The mutual fund, brokerage and insurance industries support the House investment advice provision. "Participants would be the recipients of advice that they need if the rules could be updated," Ms. Kramerich said.
While advisers favor the Senate version of the bill, many are wary even of that version. Rick Huff, president of fee-only advisory firm Huff Stuart & Carlton in Forest, Va., does not like that the Senate bill would allow brokerage firm registered representatives, as well as advisers affiliated with insurance companies and banks, to provide 401(k) advice.
The FPA had lobbied for only allowing investment adviser representatives to provide the advice.
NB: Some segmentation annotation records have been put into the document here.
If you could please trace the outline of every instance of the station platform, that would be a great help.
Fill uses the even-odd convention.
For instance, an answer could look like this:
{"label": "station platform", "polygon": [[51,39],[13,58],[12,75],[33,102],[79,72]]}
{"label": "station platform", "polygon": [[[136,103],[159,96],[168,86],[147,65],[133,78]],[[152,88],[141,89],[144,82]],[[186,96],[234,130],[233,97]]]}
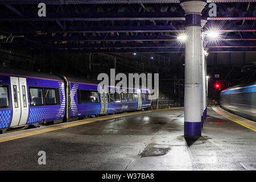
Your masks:
{"label": "station platform", "polygon": [[[255,123],[245,127],[238,118],[210,107],[202,136],[185,139],[183,110],[125,113],[1,134],[0,170],[256,169]],[[46,165],[38,164],[40,151],[46,154]]]}

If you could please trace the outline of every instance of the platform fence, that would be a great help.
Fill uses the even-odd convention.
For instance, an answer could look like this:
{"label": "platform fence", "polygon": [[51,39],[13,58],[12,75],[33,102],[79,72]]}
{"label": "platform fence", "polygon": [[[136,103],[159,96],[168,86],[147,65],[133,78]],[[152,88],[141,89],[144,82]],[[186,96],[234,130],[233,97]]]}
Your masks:
{"label": "platform fence", "polygon": [[[152,109],[156,109],[157,105],[157,101],[153,100],[151,102]],[[169,100],[166,98],[161,98],[160,97],[158,100],[158,109],[164,109],[173,107],[183,107],[184,100]]]}

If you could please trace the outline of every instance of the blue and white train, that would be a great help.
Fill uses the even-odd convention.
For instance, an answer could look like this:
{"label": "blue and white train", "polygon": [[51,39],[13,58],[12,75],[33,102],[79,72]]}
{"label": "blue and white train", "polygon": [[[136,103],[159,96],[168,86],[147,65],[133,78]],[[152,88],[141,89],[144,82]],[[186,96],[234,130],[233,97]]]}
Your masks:
{"label": "blue and white train", "polygon": [[0,132],[151,108],[148,90],[105,93],[98,93],[97,87],[89,80],[0,68]]}
{"label": "blue and white train", "polygon": [[223,109],[256,121],[256,82],[243,84],[222,91],[220,102]]}

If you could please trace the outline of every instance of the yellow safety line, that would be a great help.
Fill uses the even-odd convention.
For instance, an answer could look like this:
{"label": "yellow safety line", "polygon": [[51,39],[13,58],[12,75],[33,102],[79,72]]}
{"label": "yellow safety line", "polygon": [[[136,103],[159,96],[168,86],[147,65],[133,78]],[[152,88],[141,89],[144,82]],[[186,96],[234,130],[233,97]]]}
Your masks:
{"label": "yellow safety line", "polygon": [[[131,114],[124,114],[124,115],[113,115],[113,116],[110,116],[110,117],[108,117],[105,118],[98,118],[98,119],[93,119],[93,121],[85,121],[85,122],[82,122],[81,123],[78,123],[78,124],[75,124],[75,123],[69,123],[70,125],[68,126],[60,126],[58,128],[56,129],[49,129],[47,131],[39,131],[36,133],[36,131],[32,131],[31,133],[30,133],[28,134],[24,134],[24,135],[23,135],[22,134],[20,134],[21,136],[18,136],[18,137],[16,137],[16,138],[11,138],[12,136],[6,136],[6,138],[11,138],[10,139],[7,139],[4,140],[2,140],[1,141],[1,139],[0,138],[0,143],[2,142],[6,142],[6,141],[9,141],[9,140],[15,140],[16,139],[19,139],[19,138],[24,138],[24,137],[27,137],[27,136],[31,136],[31,135],[37,135],[37,134],[42,134],[42,133],[47,133],[47,132],[49,132],[49,131],[55,131],[55,130],[60,130],[60,129],[66,129],[68,127],[73,127],[73,126],[79,126],[79,125],[85,125],[85,124],[88,124],[88,123],[93,123],[98,121],[104,121],[104,120],[108,120],[108,119],[114,119],[114,118],[121,118],[121,117],[126,117],[126,116],[129,116],[129,115],[135,115],[135,114],[143,114],[143,113],[150,113],[150,112],[154,112],[154,111],[164,111],[164,110],[171,110],[171,109],[180,109],[182,107],[172,107],[171,109],[157,109],[157,110],[150,110],[150,111],[141,111],[141,112],[138,112],[138,113],[131,113]],[[45,129],[43,130],[47,130],[47,129]],[[3,137],[4,138],[5,137]]]}
{"label": "yellow safety line", "polygon": [[238,123],[238,124],[239,124],[239,125],[242,125],[242,126],[244,126],[244,127],[247,127],[247,128],[248,128],[248,129],[250,129],[250,130],[253,130],[253,131],[256,131],[256,130],[254,130],[254,129],[252,129],[252,128],[250,128],[250,127],[248,127],[248,126],[245,126],[245,125],[243,125],[243,124],[242,124],[242,123],[240,123],[239,122],[238,122],[238,121],[234,121],[234,120],[233,120],[233,119],[230,118],[228,116],[227,116],[227,115],[226,115],[226,114],[225,114],[221,113],[221,112],[220,111],[218,110],[217,110],[217,109],[215,109],[215,108],[213,108],[213,107],[212,107],[212,109],[213,109],[213,110],[214,110],[214,111],[216,111],[217,113],[218,113],[218,114],[220,114],[220,115],[221,115],[222,117],[224,117],[224,118],[227,118],[227,119],[229,119],[229,120],[231,120],[231,121],[233,121],[233,122],[236,122],[236,123]]}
"To me, that is a huge concern," Mr. Huff said. "It allows the same exceptions that we currently see under the 'Merrill Lynch' rule," a controversial SEC rule exempting registered representatives who charge fees based on assets from investment adviser regulation if they meet specified criteria. The FPA is suing the SEC in federal court to have the rule overturned.
"If they continue to maintain the same status as they have now for exceptions to the Investment Advisers Act, we'll have the same problems we have now. There's the potential for the same abuses," said Mr. Huff. Huff Stuart & Carlton provides advice to 15 small-company 401(k) plans and participants with about $30 million in assets, which makes up 60% of the firm's revenue.
Under either bill, plan advice-givers would continue to be regarded as fiduciaries, as currently is the case. Fiduciaries are required to act in the best interest of clients and can not simply sell products based primarily on what yields them the highest fees.